Comment garantir la liberté et la sécurité des citoyens dans un Etat de droit ? Pour Jamil Sayah, président de l’OTSG et professeur de droit public à l’Université de Grenoble, il faut réhabiliter la relation policier-citoyen à travers la confiance et la légitimité. Il déclare: “Il est essentiel à ce que le citoyen ait confiance dans la police. Celle-ci doit s’assurer que ses interventions sont légitimes. Le rapport entre les deux parties doit être un rapport apaisé et fondé sur le dialogue. L’enjeu consiste à former une police de prévention et de dialogue au profit du dialogue avec le citoyen et la société. On doit agir pour améliorer la structure et le statut du policier. On doit garantir aux agents de la police un statut qui les protège et leur garantisse des moyens pour se défendre lorsqu’ils sont agressés, notamment lors d’émeutes ou d’arrestation de criminels ».
Et d’ajouter : “Ces garanties ne seront inscrites dans la loi qu’avec l’adoption d’un Code de déontologie. Cependant, aujourd’hui on ne peut, en aucun cas, réformer la police sans l’accord et la consultation des policiers. Il faut que les citoyens participent à cette réforme à travers l’Observatoire tunisien de la sécurité globale. Il faut que l’Etat prenne également en charge la réforme, crée des conditions nécessaires et entame des négociations sur ce sujet pour que le code de déontologie ne soit pas imposé, mais soit le fruit d’un long dialogue avec les parties prenantes”.
Abordant la question liée aux problèmes sociaux-économiques, notamment les mouvements de protestations sociales dans plusieurs villes, Jamil Sayah a déclaré que la solution, selon lui, appartient aux politiques qui doivent assumer leurs responsabilités. Il souligne : “Ce n’est pas au policier de régler ce problème. Il faut une véritable volonté politique pour améliorer la relation police-citoyen”.
Qu’en est-il de la réforme dans son cadre général ? Badredine Braiki, chargé de l’instance générale du suivi des programmes publics auprès de la Présidence du gouvernement, a fait savoir que ces réformes ne peuvent réussir qu’à travers un consensus national regroupant tous les acteurs.
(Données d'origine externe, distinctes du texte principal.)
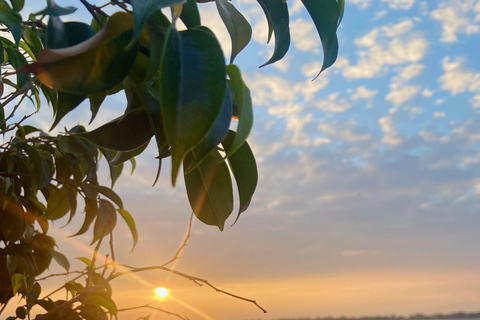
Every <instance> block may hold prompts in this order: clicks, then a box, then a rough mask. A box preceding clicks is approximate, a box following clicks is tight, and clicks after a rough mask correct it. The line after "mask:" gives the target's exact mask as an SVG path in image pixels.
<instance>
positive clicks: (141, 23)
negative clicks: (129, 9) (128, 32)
mask: <svg viewBox="0 0 480 320" xmlns="http://www.w3.org/2000/svg"><path fill="white" fill-rule="evenodd" d="M184 2H185V0H131V1H130V4H131V5H132V8H133V18H134V20H135V25H134V27H133V39H138V37H139V36H140V31H141V30H142V27H143V24H144V23H145V20H147V18H148V16H149V15H151V14H152V13H154V12H155V11H158V10H161V9H162V8H165V7H168V6H173V5H176V4H181V3H184Z"/></svg>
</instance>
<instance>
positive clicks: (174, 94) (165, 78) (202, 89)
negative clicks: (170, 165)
mask: <svg viewBox="0 0 480 320" xmlns="http://www.w3.org/2000/svg"><path fill="white" fill-rule="evenodd" d="M161 68H162V73H161V79H160V93H161V106H162V117H163V122H164V127H165V133H166V136H167V140H168V143H169V145H170V146H171V147H172V184H173V185H175V181H176V177H177V174H178V170H179V168H180V164H181V162H182V160H183V158H184V157H185V155H186V154H187V153H188V151H190V150H191V149H192V148H194V147H195V146H196V145H197V144H199V143H200V142H201V141H202V140H203V139H204V138H205V136H206V135H207V134H208V132H209V131H210V129H211V128H212V126H213V124H214V122H215V120H216V119H217V116H218V114H219V112H220V110H221V108H222V104H223V99H224V95H225V89H226V79H225V58H224V56H223V52H222V49H221V47H220V44H219V43H218V41H217V39H216V38H215V36H214V35H213V33H212V32H211V31H210V30H209V29H207V28H205V27H198V28H194V29H189V30H185V31H182V32H178V31H177V30H175V29H173V28H172V29H170V31H169V34H168V37H167V43H166V47H165V52H164V56H163V59H162V67H161Z"/></svg>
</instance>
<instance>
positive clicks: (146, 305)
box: [117, 304, 189, 320]
mask: <svg viewBox="0 0 480 320" xmlns="http://www.w3.org/2000/svg"><path fill="white" fill-rule="evenodd" d="M143 308H147V309H152V310H157V311H160V312H163V313H166V314H168V315H170V316H174V317H177V318H180V319H182V320H189V319H188V318H187V317H185V316H182V315H179V314H178V313H173V312H170V311H167V310H163V309H162V308H157V307H153V306H151V305H150V304H145V305H143V306H138V307H130V308H123V309H118V310H117V311H118V312H123V311H130V310H137V309H143Z"/></svg>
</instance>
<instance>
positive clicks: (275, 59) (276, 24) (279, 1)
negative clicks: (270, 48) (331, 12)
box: [258, 0, 322, 67]
mask: <svg viewBox="0 0 480 320" xmlns="http://www.w3.org/2000/svg"><path fill="white" fill-rule="evenodd" d="M314 1H317V0H314ZM317 2H318V3H322V1H317ZM258 3H259V4H260V6H261V7H262V9H263V12H264V13H265V17H266V18H267V22H268V29H269V32H268V41H270V38H271V36H272V32H273V33H274V34H275V49H274V51H273V55H272V57H271V58H270V60H268V61H267V62H266V63H264V64H263V65H261V67H263V66H266V65H269V64H271V63H274V62H276V61H278V60H280V59H282V58H283V57H284V56H285V54H286V53H287V51H288V48H289V47H290V29H289V23H290V22H289V16H288V6H287V2H286V1H279V0H258Z"/></svg>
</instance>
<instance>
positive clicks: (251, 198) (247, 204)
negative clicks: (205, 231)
mask: <svg viewBox="0 0 480 320" xmlns="http://www.w3.org/2000/svg"><path fill="white" fill-rule="evenodd" d="M234 141H235V132H234V131H230V132H229V133H228V136H227V138H226V139H225V141H224V142H223V146H224V148H225V151H226V152H227V153H228V152H229V150H230V148H231V147H232V145H233V143H234ZM228 162H229V164H230V168H231V169H232V172H233V176H234V177H235V180H236V182H237V189H238V194H239V198H240V206H239V209H238V215H237V218H236V219H235V222H237V220H238V218H239V217H240V214H241V213H242V212H244V211H245V210H247V208H248V206H249V205H250V202H251V201H252V196H253V194H254V192H255V189H256V187H257V182H258V171H257V164H256V162H255V157H254V156H253V152H252V150H251V149H250V146H249V145H248V143H247V142H246V141H245V142H244V143H243V145H242V146H241V147H240V148H239V149H238V150H237V151H236V152H235V153H234V154H232V155H231V156H230V157H229V158H228Z"/></svg>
D’où la nécessité de mettre en place des réformes, car il y a urgence”, dit-il, en continuant “ La police tunisienne est en train d’évoluer, de changer vers une police citoyenne démocrate, pro-active”.
Leila Chettaoui, présidente de la commission spéciale sur la sécurité et la défense à l’ARP a fait un état des lieux de la situation que traverse les jeunes, mais aussi leur déception à l’égard de la classe politique.
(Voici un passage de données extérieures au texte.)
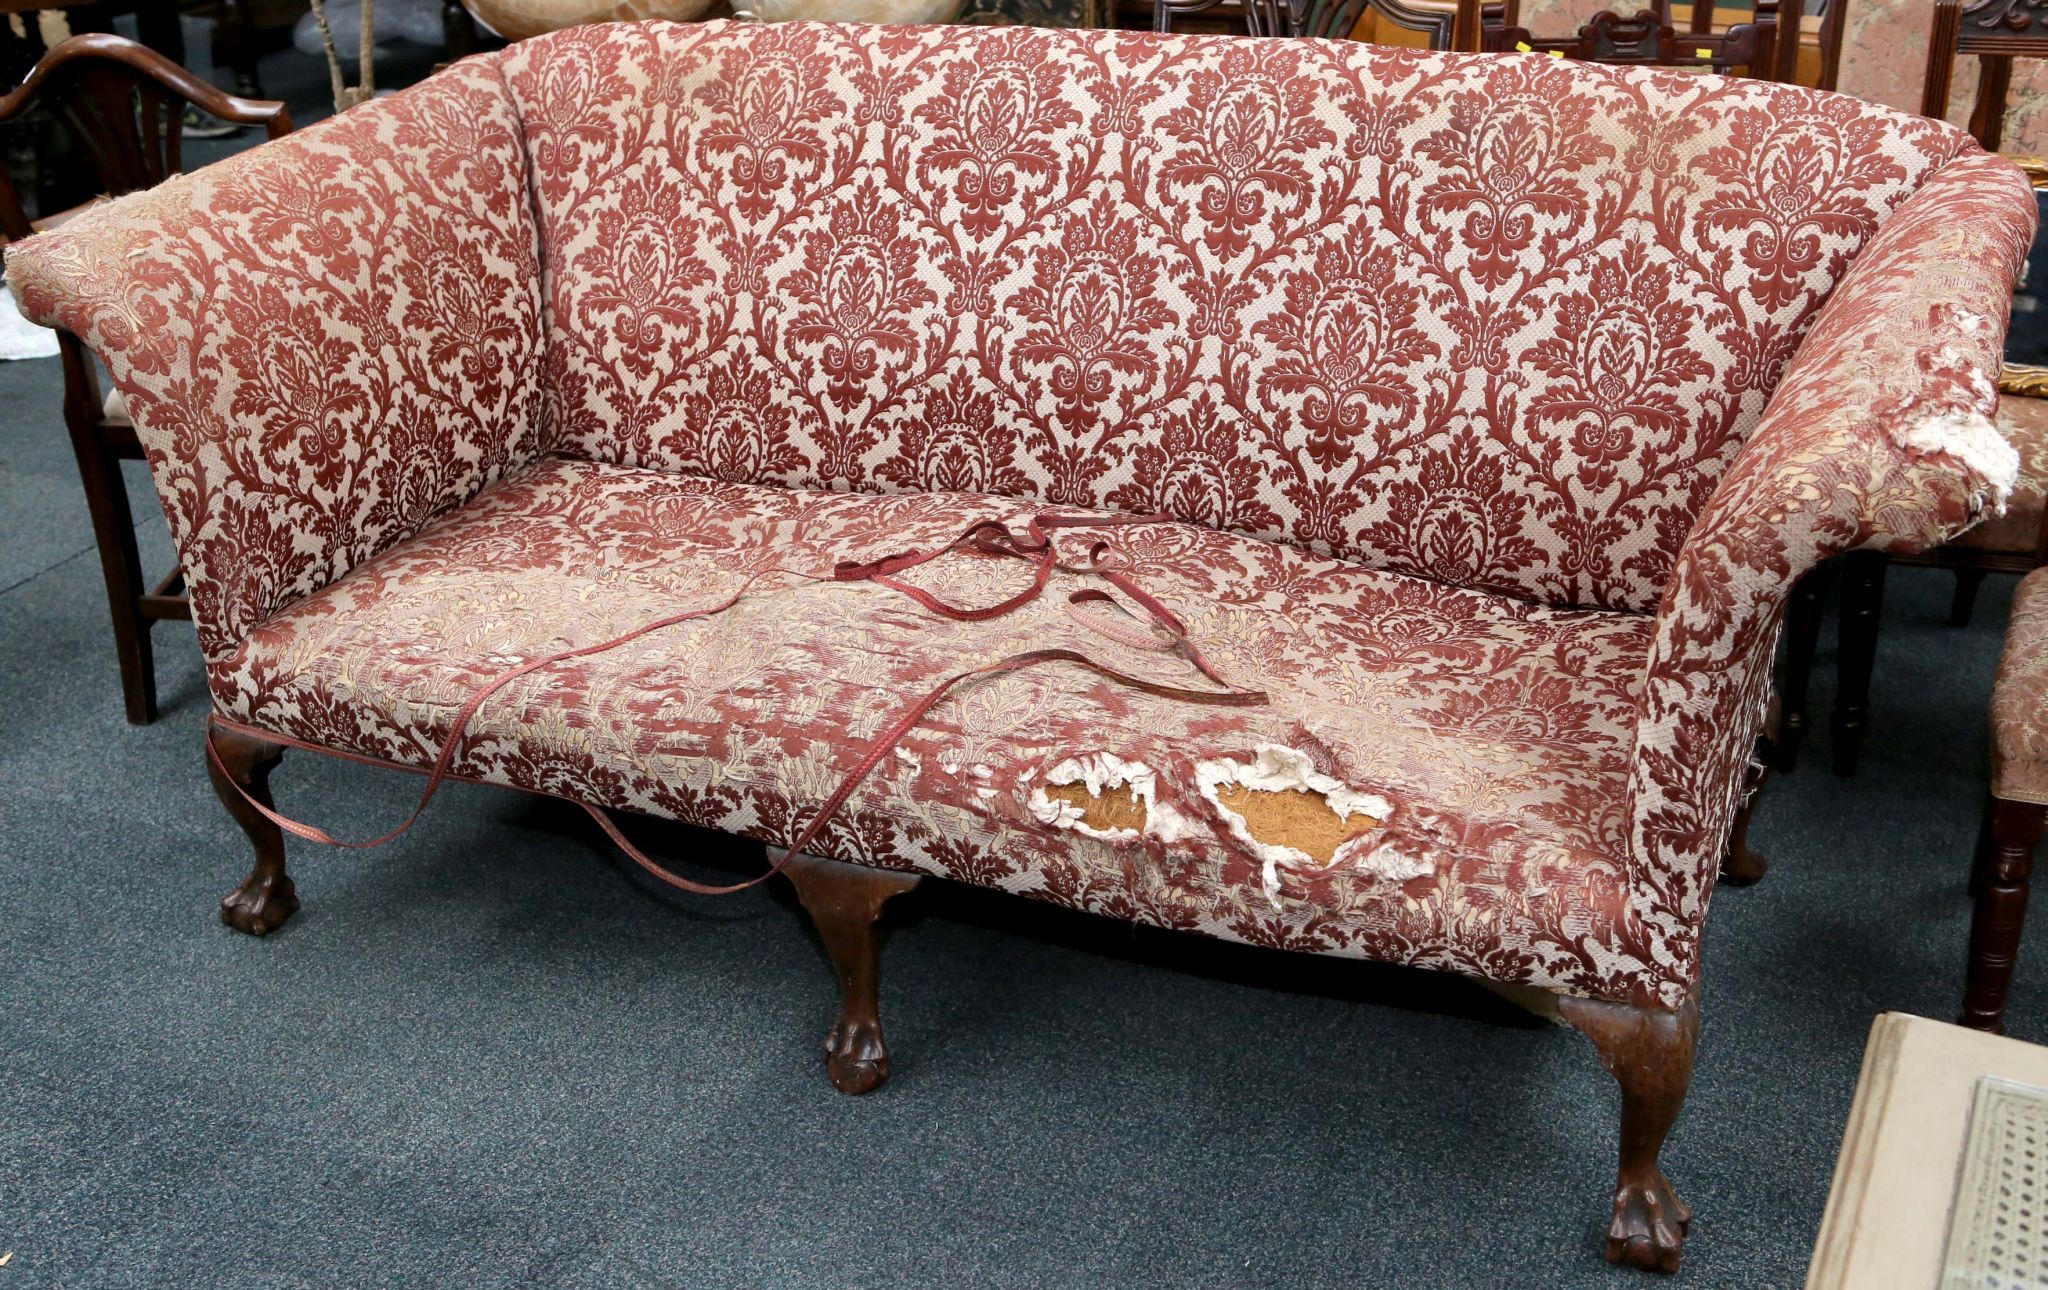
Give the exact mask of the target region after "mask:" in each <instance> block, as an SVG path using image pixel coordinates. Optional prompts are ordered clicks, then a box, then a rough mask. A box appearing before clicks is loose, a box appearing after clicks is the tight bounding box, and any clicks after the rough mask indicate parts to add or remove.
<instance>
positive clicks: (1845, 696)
mask: <svg viewBox="0 0 2048 1290" xmlns="http://www.w3.org/2000/svg"><path fill="white" fill-rule="evenodd" d="M1888 565H1890V559H1888V557H1886V555H1884V553H1882V551H1851V553H1847V555H1843V557H1841V647H1839V649H1837V651H1835V676H1837V678H1839V690H1837V694H1835V721H1833V735H1835V774H1855V762H1858V760H1860V758H1862V754H1864V735H1868V733H1870V672H1872V668H1874V665H1876V661H1878V620H1880V618H1882V614H1884V569H1886V567H1888Z"/></svg>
Selon Mme Chettaoui : “Il faut rétablir la confiance avec les jeunes. Il y a un travail conjoint à faire entre la société civile, les institutions sécuritaires, le Parlement, les partis politiques. Je pense aujourd’hui que les députés sont en train de commencer à faire leur travail sur le terrain. Ils se sont déployés depuis trois jours pour instaurer ce dialogue. J’espère qu’après le pic que nous avons vécu ces derniers jours, nous allons progressivement revenir à la raison. Les Tunisiens aiment leur pays. Ils sont attachés à leur Tunisie et je suis certaine que les Tunisiens ne laisseront pas faire certains intrus qui veulent créer cette instabilité. Nous avons payé très cher notre liberté et là je pense aux martyrs. »
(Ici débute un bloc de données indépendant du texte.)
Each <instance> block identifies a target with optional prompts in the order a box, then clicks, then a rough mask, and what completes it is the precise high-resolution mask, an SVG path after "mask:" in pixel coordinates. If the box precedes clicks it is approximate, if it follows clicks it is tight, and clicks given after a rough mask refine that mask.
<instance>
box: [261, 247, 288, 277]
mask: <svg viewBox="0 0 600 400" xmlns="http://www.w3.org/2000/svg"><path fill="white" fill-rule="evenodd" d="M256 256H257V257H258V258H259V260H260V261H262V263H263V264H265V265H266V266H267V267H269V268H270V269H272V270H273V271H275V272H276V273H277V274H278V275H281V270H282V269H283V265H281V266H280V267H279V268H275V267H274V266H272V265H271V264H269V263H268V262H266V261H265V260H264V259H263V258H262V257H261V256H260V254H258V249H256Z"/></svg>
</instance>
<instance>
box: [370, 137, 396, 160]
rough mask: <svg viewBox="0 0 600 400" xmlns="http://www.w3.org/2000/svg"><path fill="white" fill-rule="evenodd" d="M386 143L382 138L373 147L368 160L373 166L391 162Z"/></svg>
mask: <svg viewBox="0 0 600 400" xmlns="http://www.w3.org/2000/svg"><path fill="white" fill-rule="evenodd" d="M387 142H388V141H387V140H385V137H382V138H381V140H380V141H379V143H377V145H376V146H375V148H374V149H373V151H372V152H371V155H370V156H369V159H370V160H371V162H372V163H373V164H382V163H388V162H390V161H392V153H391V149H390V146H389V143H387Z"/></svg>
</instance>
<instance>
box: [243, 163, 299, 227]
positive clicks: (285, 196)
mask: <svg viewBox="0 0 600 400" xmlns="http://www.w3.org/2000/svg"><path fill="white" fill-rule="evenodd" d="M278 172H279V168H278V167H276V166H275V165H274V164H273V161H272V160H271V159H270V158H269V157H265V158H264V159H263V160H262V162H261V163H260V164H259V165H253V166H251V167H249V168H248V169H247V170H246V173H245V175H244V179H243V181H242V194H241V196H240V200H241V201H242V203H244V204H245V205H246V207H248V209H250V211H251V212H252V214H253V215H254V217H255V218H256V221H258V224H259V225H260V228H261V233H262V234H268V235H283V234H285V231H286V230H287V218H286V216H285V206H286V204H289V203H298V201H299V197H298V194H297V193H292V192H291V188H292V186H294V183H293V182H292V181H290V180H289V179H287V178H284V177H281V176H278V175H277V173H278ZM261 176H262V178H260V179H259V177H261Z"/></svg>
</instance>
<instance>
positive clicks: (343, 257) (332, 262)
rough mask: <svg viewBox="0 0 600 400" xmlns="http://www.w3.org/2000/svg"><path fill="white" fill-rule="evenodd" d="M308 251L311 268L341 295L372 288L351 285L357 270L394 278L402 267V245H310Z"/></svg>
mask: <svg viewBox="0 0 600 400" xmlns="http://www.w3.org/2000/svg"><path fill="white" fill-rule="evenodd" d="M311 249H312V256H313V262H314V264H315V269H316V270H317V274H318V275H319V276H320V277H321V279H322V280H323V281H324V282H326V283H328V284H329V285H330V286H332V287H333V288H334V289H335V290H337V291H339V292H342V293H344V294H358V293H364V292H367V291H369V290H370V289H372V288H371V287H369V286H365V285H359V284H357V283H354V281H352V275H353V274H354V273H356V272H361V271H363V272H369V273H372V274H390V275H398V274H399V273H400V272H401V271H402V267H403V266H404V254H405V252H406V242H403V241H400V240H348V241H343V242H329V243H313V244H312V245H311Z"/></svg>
Elle conclut : “Les Tunisiens ne veulent plus revenir à ce que nous avons vécu en 2011. Nous avons toutes nos chances de rétablir cet équilibre et repartir du bon pied pour continuer à construire cette démocratie”.
Lutter pour une police démocratique, tel était l’exemple du Portugal, a annoncé Paulo Rodrigues, cadre de la police portugaise, en déclarant que : “ Pour faire face au terrorisme, il faut une police plus informée. C’est aussi l’une des raisons pour investir dans la police”.